A scream woke me in the middle of the night Saturday. It was a very small scream. Tiny. Very high-pitched. It was a small scream, but persistent enough that I couldn’t go back to sleep while it rang out.
The worst of it was that I was powerless to stop the noise, or even to shut it out. Burying my ears in pillows only made it clear that the scream was coming from within my own head. I tossed, I turned, I grumped, and the scream carried on.
It was the mariachi band, I realized, as my mind sluggishly started to shift towards wakefulness. The problem with mariachi bands is that the best listening distance for trumpet is approximately a quarter of a mile away through an insulated wall of brick.
Woodwind players understand why well enough: the age-old battle for credit persuades us that trumpet players all go completely tone deaf at a young age, but the truth is that it’s the clarinet players who sit in front of them without industrial-grade hearing protection who are at risk. And the dancers at weddings who can’t both dance and distance themselves from the aural battering ram of instruments.
But what good does it do to blame the trumpet player for my inability to go back to sleep?
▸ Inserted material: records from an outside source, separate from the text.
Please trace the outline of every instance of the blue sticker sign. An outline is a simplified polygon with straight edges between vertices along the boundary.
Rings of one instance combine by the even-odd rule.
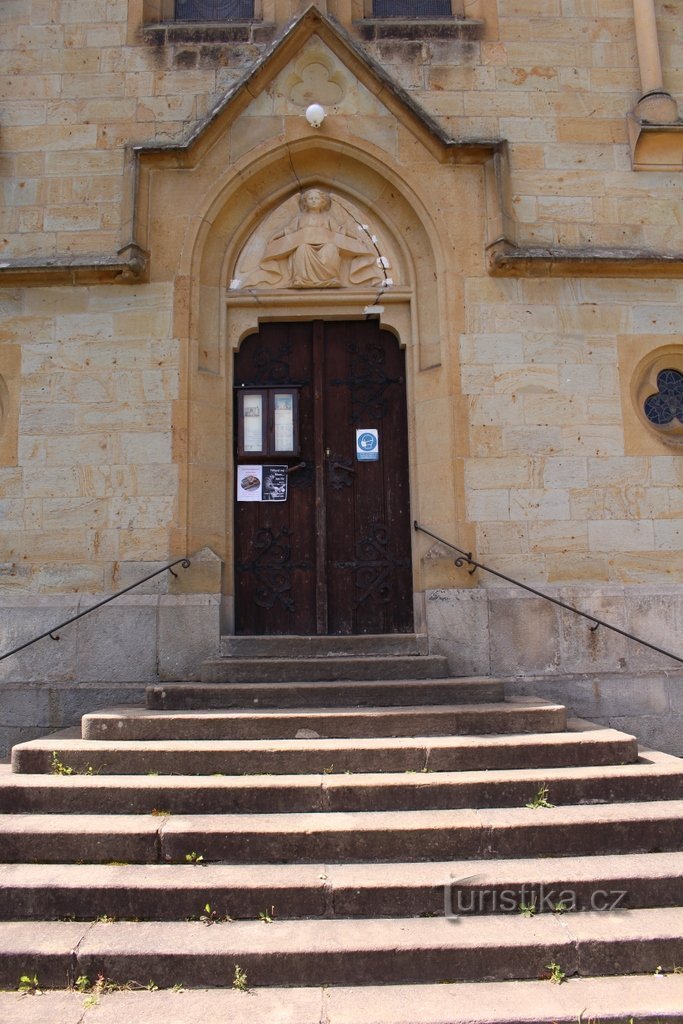
[[[358,462],[379,461],[379,433],[373,428],[356,431],[356,460]]]

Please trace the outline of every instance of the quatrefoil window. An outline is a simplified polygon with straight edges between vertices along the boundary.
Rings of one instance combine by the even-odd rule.
[[[657,374],[657,388],[654,395],[648,395],[643,409],[650,423],[666,427],[674,420],[683,424],[683,373],[665,369]]]

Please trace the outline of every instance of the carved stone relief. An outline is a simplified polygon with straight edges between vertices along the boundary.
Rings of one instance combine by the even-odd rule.
[[[237,260],[232,289],[384,288],[391,259],[359,211],[320,188],[292,196]]]
[[[288,92],[290,102],[297,107],[307,107],[309,103],[333,107],[341,103],[346,89],[342,73],[332,67],[326,54],[308,53],[299,62]]]

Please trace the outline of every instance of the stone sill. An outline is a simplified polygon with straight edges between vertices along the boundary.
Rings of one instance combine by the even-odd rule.
[[[379,39],[461,39],[471,42],[484,33],[473,18],[363,18],[354,28],[365,42]]]
[[[162,22],[144,25],[142,38],[150,46],[176,43],[269,43],[276,25],[268,21]]]

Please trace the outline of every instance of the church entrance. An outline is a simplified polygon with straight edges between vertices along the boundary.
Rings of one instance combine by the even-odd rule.
[[[262,324],[234,370],[236,632],[411,632],[394,335],[376,321]]]

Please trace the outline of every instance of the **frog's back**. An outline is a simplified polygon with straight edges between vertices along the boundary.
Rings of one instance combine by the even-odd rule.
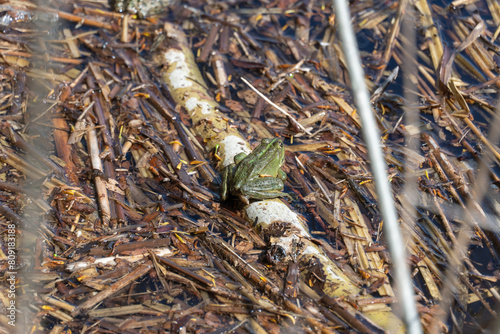
[[[263,139],[236,167],[233,177],[233,189],[239,190],[245,183],[262,175],[276,177],[283,164],[283,142],[278,139]]]

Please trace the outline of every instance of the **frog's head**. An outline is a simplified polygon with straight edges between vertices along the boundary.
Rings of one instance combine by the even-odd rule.
[[[258,174],[275,176],[278,169],[285,162],[285,145],[280,138],[262,139],[258,151],[260,152],[260,167]]]
[[[280,138],[263,139],[262,141],[269,141],[268,152],[276,156],[275,161],[281,166],[285,161],[285,145]]]

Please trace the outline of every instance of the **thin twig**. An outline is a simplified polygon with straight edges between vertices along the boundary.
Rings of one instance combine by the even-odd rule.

The damage is done, inflicted with no malicious intent and only joy in the music. And, it must be said, the damage is small.
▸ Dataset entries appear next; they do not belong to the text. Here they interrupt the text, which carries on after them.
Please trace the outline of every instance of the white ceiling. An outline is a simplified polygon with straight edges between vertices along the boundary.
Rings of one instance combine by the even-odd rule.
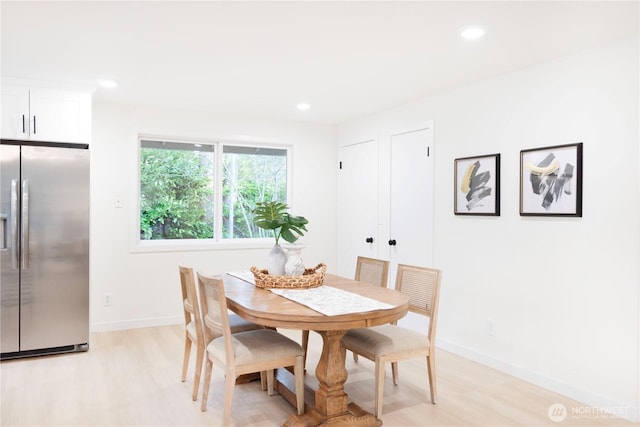
[[[608,42],[638,1],[0,3],[3,77],[96,102],[340,123]],[[458,30],[481,24],[469,42]],[[295,105],[311,104],[306,112]]]

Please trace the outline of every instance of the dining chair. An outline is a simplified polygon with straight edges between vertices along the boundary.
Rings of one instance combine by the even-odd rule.
[[[185,324],[185,341],[184,341],[184,358],[182,361],[182,382],[187,379],[189,369],[189,361],[191,359],[191,347],[196,346],[196,368],[193,379],[192,399],[198,399],[198,389],[200,388],[200,377],[202,374],[202,364],[205,358],[205,348],[210,340],[204,333],[203,315],[199,304],[198,291],[196,290],[196,281],[193,269],[190,267],[179,266],[180,285],[182,288],[182,306],[184,309]],[[200,291],[202,295],[202,291]],[[232,333],[248,331],[251,329],[261,329],[262,326],[244,320],[240,316],[234,314],[229,317]]]
[[[354,279],[372,285],[387,287],[389,261],[359,256]]]
[[[178,266],[180,270],[180,285],[182,288],[182,307],[184,310],[184,357],[182,360],[182,382],[187,379],[189,360],[191,359],[191,347],[196,346],[196,369],[193,378],[193,391],[191,398],[198,399],[198,388],[200,387],[200,375],[202,374],[202,362],[204,360],[204,331],[202,326],[202,315],[198,304],[198,294],[193,269]]]
[[[358,256],[356,260],[356,274],[354,279],[360,282],[370,283],[376,286],[387,287],[389,277],[389,261]],[[309,347],[309,331],[302,331],[302,348],[304,349],[304,364],[307,365],[307,348]],[[353,360],[358,360],[358,355],[353,353]]]
[[[426,333],[387,324],[352,329],[342,338],[342,346],[375,362],[376,417],[382,416],[385,364],[391,362],[393,384],[398,385],[398,362],[426,357],[431,403],[436,403],[435,336],[441,271],[434,268],[398,264],[395,288],[409,296],[409,311],[429,318]]]
[[[224,369],[224,425],[231,419],[231,402],[236,378],[243,374],[265,372],[269,396],[273,395],[274,369],[293,366],[298,415],[304,413],[304,351],[295,341],[272,329],[231,333],[224,281],[198,274],[202,295],[205,333],[212,337],[207,345],[207,364],[201,410],[206,411],[211,372],[216,364]]]

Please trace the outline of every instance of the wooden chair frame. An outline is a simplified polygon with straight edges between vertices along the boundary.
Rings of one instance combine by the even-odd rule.
[[[193,269],[179,266],[180,285],[182,289],[182,307],[184,309],[184,357],[182,360],[182,382],[187,379],[189,360],[191,358],[191,347],[196,345],[196,368],[193,378],[193,391],[191,397],[198,399],[198,388],[200,387],[200,377],[202,374],[202,363],[205,353],[205,338],[202,326],[200,306],[198,304],[198,294]],[[190,327],[191,326],[191,327]]]
[[[291,341],[289,338],[272,329],[257,329],[232,334],[223,280],[217,277],[207,277],[198,274],[198,283],[200,288],[204,289],[202,294],[202,309],[205,328],[207,328],[211,336],[214,337],[207,346],[207,363],[205,367],[201,410],[205,411],[207,408],[211,373],[215,362],[225,369],[223,413],[225,426],[229,424],[231,419],[231,403],[237,377],[254,372],[266,372],[268,393],[269,395],[273,395],[274,369],[290,366],[293,366],[295,377],[297,412],[298,415],[302,415],[304,413],[304,352],[302,348],[294,341]],[[263,350],[264,343],[269,342],[273,344],[278,342],[281,348],[281,351],[278,351],[280,355],[268,359],[260,357],[244,363],[238,362],[234,349],[234,340],[242,340],[250,336],[256,338],[253,340],[253,347],[255,348],[251,348],[249,350],[250,353],[253,351],[270,351],[269,349]],[[216,357],[214,353],[215,350],[213,350],[212,346],[219,344],[220,340],[224,341],[224,356]],[[262,342],[262,344],[260,344],[260,342]],[[243,348],[249,348],[251,344],[252,340],[247,340],[244,342]]]
[[[384,354],[378,354],[375,344],[372,344],[376,338],[379,338],[380,342],[389,342],[390,339],[385,336],[391,337],[395,332],[406,333],[408,331],[395,324],[376,326],[369,328],[369,330],[366,328],[351,330],[343,338],[342,343],[345,349],[375,362],[376,416],[378,418],[382,416],[386,363],[391,363],[393,384],[398,385],[398,362],[416,357],[426,357],[431,402],[436,403],[435,337],[440,282],[441,271],[438,269],[398,265],[395,289],[409,295],[409,311],[429,318],[429,327],[426,331],[427,346],[416,346],[403,351],[390,350]],[[366,335],[369,331],[375,332],[377,336],[369,335],[369,340],[365,344],[365,340],[361,339],[362,335],[360,334]],[[413,333],[413,331],[408,331],[408,333]]]

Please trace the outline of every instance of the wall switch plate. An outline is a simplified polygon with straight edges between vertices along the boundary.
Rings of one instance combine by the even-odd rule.
[[[113,203],[113,207],[114,208],[121,208],[122,207],[122,197],[116,197],[116,200]]]
[[[110,293],[105,293],[102,296],[102,305],[104,305],[105,307],[108,307],[111,305],[111,294]]]

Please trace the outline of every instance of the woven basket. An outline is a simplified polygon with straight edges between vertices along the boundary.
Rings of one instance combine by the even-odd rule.
[[[258,288],[304,289],[317,288],[324,282],[327,266],[320,263],[314,268],[307,268],[302,276],[271,276],[267,270],[251,267]]]

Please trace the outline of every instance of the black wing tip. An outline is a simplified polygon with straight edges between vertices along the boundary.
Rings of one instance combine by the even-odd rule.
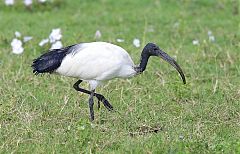
[[[35,75],[42,73],[53,73],[62,63],[63,58],[71,51],[70,45],[60,49],[50,49],[48,52],[42,54],[40,57],[33,59],[31,65]]]
[[[41,69],[37,68],[37,66],[34,65],[34,63],[31,65],[31,67],[33,69],[33,71],[32,71],[33,74],[36,75],[36,76],[39,75],[39,74],[45,74],[45,73],[51,74],[51,73],[54,72],[54,70],[41,70]]]
[[[33,74],[34,74],[34,75],[38,75],[38,74],[40,74],[40,73],[41,73],[41,72],[39,72],[39,70],[38,70],[38,69],[35,67],[35,65],[34,65],[34,64],[32,64],[32,65],[31,65],[31,67],[32,67],[32,69],[33,69],[33,71],[32,71],[32,72],[33,72]]]
[[[33,74],[34,75],[39,75],[39,74],[42,74],[42,73],[45,73],[44,71],[41,71],[39,69],[39,66],[38,66],[38,63],[41,59],[40,58],[36,58],[36,59],[33,59],[33,63],[31,65],[31,68],[33,69]]]

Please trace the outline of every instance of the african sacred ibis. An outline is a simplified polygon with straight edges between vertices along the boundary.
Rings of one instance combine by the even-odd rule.
[[[107,99],[95,89],[103,81],[113,78],[128,78],[142,73],[150,56],[158,56],[170,63],[180,73],[186,83],[184,73],[177,62],[157,45],[148,43],[141,53],[140,64],[134,65],[129,54],[121,47],[106,42],[91,42],[71,45],[61,49],[53,49],[35,59],[32,64],[33,73],[58,73],[75,77],[79,80],[74,89],[90,95],[90,120],[94,120],[93,97],[95,96],[108,110],[113,110]],[[87,81],[90,91],[80,88],[80,83]]]

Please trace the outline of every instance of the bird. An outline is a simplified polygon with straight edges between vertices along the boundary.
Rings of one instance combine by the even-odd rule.
[[[186,84],[185,75],[178,63],[155,43],[145,45],[137,65],[120,46],[108,42],[86,42],[50,49],[34,59],[31,67],[35,75],[50,73],[77,78],[73,88],[89,95],[90,121],[93,121],[94,97],[98,99],[98,108],[102,102],[109,111],[113,111],[113,106],[102,94],[96,92],[96,88],[114,78],[130,78],[143,73],[152,56],[160,57],[172,65]],[[83,81],[89,83],[88,90],[80,87]]]

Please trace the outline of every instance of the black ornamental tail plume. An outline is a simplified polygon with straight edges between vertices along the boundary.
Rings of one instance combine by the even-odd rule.
[[[62,63],[63,58],[69,53],[69,49],[74,46],[68,46],[61,49],[52,49],[40,57],[33,60],[32,68],[34,74],[52,73]]]

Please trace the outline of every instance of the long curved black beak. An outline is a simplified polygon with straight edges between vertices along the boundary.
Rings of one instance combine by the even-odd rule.
[[[173,58],[171,58],[166,52],[164,52],[162,50],[157,50],[156,54],[157,54],[158,57],[161,57],[163,60],[165,60],[169,64],[171,64],[178,71],[178,73],[181,75],[183,83],[186,84],[185,75],[184,75],[181,67],[177,64],[177,62]]]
I read once, in an article I can’t now find, that temporary tinnitus is sometimes caused by damage to the hair cells in your ear. The ringing tolls the bell for one’s ability to hear some frequency as the cochlear cell oscillates its last. An hour on Wikipedia persuades me that the issue is too complex for me to determine the truth of that claim through an hour on Wikipedia, but I find nothing to conclusively dismiss the claim either, and as all good scientists know, sometimes that’s the best you get.
I lay awake, listening to the death knell of this one cell and wondering what cycle of sounds waves I’ll never notice again…hoping, really, that I will never notice that I’m not noticing the sounds.
I realized in my not-allowed-to-slumber state that I perhaps this is the reason I’ve been called awake. When I finally slept again and enough, I woke unable to know what the final damage was. Awake, in the dark, however, I could listen and bear witness as the dying cell sang its final song.